Trois types d’explications, largement complémentaires, ont été proposés pour expliquer les blocages politiques à
de telles réformes (Kanbur, 2001 et Bénassy et al., 2005). Premièrement, l’inégale répartition des gains
d’efficience et des coûts associés aux réformes entre différents groupes d’intérêt, et l’anticipation que le gouvernement ne saura pas accompagner les réformes de politiques de redistribution adéquates. Ensuite, une répartition inégale des coûts et bénéfices au cours du temps : alors que les coûts sont largement supportés à court terme
par les générations courantes, les bénéfices se manifestent à moyen et long terme, et donc au profit des générations futures qui évidemment ne sont pas pleinement présents aujourd’hui pour apporter leur soutien politique
aux réformes.
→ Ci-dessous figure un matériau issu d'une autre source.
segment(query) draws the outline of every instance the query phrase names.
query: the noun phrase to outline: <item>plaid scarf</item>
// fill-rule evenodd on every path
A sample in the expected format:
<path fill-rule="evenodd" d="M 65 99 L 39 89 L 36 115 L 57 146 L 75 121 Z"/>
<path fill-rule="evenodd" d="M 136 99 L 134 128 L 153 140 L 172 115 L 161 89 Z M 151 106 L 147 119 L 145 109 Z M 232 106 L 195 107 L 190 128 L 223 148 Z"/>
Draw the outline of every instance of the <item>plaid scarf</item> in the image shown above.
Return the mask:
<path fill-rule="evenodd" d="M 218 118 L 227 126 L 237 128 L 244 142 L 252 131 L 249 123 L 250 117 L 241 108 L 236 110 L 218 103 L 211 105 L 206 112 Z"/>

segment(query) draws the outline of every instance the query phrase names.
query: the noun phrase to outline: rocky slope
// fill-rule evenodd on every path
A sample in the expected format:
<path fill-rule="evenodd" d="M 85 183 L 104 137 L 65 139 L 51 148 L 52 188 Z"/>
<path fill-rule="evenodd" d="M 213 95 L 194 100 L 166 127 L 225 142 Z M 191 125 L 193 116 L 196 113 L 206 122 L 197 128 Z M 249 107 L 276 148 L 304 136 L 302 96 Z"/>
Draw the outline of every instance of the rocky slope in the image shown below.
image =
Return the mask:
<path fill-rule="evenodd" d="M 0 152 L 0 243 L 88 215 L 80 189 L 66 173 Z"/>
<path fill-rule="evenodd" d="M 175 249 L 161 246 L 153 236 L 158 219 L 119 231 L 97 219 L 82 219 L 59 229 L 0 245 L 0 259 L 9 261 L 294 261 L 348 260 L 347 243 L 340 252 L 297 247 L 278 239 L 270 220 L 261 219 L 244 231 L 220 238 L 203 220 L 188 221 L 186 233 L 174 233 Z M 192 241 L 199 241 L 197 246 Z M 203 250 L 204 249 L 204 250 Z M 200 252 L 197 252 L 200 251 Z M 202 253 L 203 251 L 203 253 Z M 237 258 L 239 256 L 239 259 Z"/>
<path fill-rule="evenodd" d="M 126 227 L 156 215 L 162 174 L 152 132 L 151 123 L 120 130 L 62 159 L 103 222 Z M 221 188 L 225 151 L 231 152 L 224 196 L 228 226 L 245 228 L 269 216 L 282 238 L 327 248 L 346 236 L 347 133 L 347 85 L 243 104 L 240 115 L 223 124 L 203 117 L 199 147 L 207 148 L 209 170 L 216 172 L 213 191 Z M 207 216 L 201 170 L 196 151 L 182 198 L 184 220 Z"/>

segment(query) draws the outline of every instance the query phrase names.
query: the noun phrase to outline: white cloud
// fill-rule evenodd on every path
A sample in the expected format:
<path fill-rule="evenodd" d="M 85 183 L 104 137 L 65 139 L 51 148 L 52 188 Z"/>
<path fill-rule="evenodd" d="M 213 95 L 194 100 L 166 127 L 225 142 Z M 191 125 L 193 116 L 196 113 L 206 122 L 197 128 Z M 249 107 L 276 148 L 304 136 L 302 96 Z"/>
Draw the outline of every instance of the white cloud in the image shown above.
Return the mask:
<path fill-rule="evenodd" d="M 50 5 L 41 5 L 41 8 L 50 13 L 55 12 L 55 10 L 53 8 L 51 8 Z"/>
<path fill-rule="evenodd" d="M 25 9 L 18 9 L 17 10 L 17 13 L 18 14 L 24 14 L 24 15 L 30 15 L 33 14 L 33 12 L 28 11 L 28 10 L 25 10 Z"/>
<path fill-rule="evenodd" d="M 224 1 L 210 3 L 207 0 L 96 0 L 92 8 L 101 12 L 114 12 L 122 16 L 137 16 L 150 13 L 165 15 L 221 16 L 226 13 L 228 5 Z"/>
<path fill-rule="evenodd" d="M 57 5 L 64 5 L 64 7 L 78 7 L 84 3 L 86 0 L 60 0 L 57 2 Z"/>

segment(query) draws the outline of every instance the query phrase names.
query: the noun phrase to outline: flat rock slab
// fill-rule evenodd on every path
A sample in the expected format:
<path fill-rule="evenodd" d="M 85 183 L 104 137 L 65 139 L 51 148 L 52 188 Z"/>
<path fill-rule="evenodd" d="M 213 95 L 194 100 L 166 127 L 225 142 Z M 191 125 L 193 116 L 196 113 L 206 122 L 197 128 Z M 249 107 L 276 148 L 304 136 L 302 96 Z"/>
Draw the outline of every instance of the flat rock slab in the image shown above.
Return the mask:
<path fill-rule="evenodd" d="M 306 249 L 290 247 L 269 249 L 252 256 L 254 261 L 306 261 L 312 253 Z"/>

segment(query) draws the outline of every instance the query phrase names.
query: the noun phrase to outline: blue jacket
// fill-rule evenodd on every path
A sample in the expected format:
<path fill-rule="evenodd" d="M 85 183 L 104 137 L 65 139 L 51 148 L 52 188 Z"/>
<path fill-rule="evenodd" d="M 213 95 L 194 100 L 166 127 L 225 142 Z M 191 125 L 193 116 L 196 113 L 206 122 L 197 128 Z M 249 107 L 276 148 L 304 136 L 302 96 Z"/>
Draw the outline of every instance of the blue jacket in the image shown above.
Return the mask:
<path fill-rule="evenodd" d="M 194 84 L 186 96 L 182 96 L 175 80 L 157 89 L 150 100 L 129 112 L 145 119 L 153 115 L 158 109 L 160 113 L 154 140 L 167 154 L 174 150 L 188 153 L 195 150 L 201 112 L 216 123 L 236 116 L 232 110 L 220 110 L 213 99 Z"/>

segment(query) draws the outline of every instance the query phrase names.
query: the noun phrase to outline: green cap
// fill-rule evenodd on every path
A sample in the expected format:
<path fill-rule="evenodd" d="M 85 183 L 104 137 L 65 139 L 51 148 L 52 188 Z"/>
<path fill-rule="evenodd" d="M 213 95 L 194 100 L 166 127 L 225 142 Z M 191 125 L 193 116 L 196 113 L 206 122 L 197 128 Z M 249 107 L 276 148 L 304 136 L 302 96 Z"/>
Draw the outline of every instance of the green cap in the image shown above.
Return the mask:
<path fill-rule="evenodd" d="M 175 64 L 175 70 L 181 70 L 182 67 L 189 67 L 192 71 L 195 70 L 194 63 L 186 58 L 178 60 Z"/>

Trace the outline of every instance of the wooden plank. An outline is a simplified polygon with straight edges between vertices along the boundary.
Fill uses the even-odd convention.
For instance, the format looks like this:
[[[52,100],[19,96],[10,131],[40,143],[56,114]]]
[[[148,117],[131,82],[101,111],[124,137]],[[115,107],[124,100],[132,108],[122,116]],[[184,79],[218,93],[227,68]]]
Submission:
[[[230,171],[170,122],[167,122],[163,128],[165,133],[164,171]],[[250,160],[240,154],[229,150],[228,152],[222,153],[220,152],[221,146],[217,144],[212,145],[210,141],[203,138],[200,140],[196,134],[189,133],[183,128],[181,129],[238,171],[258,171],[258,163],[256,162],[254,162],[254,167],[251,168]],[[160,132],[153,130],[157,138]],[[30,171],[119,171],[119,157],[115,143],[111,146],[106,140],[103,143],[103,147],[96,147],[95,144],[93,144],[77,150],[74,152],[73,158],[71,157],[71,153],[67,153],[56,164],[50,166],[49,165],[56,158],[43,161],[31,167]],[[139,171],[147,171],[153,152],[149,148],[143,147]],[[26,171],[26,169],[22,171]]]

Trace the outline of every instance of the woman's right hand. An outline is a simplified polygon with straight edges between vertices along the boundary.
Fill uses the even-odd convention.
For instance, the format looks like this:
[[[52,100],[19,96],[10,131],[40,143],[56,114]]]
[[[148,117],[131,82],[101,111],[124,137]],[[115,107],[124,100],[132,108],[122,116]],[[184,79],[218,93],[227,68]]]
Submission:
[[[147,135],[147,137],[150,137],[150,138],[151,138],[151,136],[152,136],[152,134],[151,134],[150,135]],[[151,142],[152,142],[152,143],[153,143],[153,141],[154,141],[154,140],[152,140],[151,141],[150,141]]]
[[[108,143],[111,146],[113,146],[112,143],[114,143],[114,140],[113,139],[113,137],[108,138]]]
Enfin, l’imperfection des marchés et l’existence de coûts de transaction (incomplétude des contrats, asymétries d’information, etc.) qui font que le théorème de Coase ne s’applique pas et par conséquent que
certaines réformes sont bloquées même si elles conduisent à des gains d’efficacité.
(…)
Première leçon : pour pouvoir surmonter les contraintes d’économie politique, il faut accompagner les réformes
structurelles de politiques budgétaires et monétaires expansionnistes, surtout en l’absence d’effets de « dos au
mur » comme c’est le cas nous semble-t-il au sein la zone euro. Deuxième leçon : les États-Unis, malgré leurs marchés boursiers et hypothécaires et leurs fonds mutuels nettement plus développés que les nôtres, maintiennent
un niveau d’activisme budgétaire et monétaire bien supérieur à celui de l’Europe, et avec des résultats très positifs en matière de croissance. Étant donné que le développement financier est une entreprise de très longue haleine, pourquoi ne pas faire comme eux et appliquer nous aussi des politiques budgétaires plus contra-cycliques
afin de pleinement bénéficier de la libéralisation des marchés du travail et des produits ? Ce n’est qu’une fois que
les marchés de crédit en Europe auront été pleinement libéralisés que les gouvernements pourront éventuellement
se dispenser de l’activisme budgétaire.